Paul Sharrad has produced a critical study of Wendt that is not merely a survey or an introduction (although, usefully, it is both), that is not limited by a nationalist perspective, that applies an undogmatic postcolonial approach to his work, and that places Wendt’s work in the local and international contexts where it belongs. Sharrad’s study is minutely detailed and exhaustively thorough. It will be a boon for students, teachers and researchers, containing minute histories of reviews and awards, a chronology and an extensive bibliography. Sharrad supplies the details of Wendt’s life that are not well known as are Frame’s. A sense of the earthy, direct, sometimes choleric nature of the man emerges: ”’So much crap to unlearn’” is Wendt’s pithy summation of his required reading in a colonial school system. Sharrad is able to move lucidly and authoritatively from discussions of writers of the postcolonial world to academic squabbles in Auckland, the Fiji coups, existentialism, the Beats, and the evolution of decolonisation literature. Sharrad gives us his subject in large: not just a political writer but one who addresses the poetics of exile; not just a Pacific writer but a world writer.

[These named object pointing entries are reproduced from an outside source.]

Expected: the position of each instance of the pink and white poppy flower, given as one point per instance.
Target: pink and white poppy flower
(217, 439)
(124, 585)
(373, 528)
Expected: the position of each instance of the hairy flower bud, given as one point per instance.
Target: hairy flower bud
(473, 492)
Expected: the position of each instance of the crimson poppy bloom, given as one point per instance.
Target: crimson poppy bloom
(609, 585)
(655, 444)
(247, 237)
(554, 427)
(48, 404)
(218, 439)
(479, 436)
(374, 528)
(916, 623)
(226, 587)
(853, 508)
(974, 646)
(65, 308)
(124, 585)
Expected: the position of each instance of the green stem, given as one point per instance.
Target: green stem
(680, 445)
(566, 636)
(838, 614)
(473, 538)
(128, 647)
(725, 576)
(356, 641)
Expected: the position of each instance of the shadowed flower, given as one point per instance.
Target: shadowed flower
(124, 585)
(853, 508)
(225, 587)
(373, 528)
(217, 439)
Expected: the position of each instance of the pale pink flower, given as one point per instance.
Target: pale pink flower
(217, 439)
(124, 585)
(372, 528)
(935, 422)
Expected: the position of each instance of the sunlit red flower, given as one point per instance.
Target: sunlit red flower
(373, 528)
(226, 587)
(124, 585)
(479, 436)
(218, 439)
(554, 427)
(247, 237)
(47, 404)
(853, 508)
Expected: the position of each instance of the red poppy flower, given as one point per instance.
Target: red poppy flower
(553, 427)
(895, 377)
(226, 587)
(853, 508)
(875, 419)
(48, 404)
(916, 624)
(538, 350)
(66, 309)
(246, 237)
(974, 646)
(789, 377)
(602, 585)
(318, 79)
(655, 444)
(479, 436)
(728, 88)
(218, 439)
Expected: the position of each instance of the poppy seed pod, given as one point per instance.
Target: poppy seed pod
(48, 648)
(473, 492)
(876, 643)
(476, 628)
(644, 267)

The problem with Albert Wendt and Pacific Literature is not that Wendt’s ambition and scope as a writer, his range of sources and the force of his ideas do not merit such serious critical attention, but whether his work belongs, as Sharrad suggests, alongside that of Naipaul, Walcott, Les Murray, Salman Rushdie. Placing Wendt in a “decolonising” historical context, Sharrad concludes that his work “makes unique theoretical contributions to questions of identity, hybridity, historicity and the place of the artist”. This is true, yet questions remain, even in this account, about the consistency of the literary achievement. Read alongside Murray’s or Walcott’s, Wendt’s verse lacks range and potency. His fiction addresses all the theoretical issues Sharrad lists and at times, as in the splendid Flying Fox in a Freedom Tree, justifies the company among which Sharrad places it. But Wendt’s novels and stories, for all their compelling probing at angst and exile, their shifts from realism to metafiction, their mixture of exuberance, earthiness and satire, lack the precision of verbal effects and the sheer narrative grip we find in Naipaul, the collisions of serious purpose and wild entrancement in Rushdie.
Mark Williams teaches English at Canterbury University. He is editing a book of essays on creative writing in New Zealand, which should appear this year.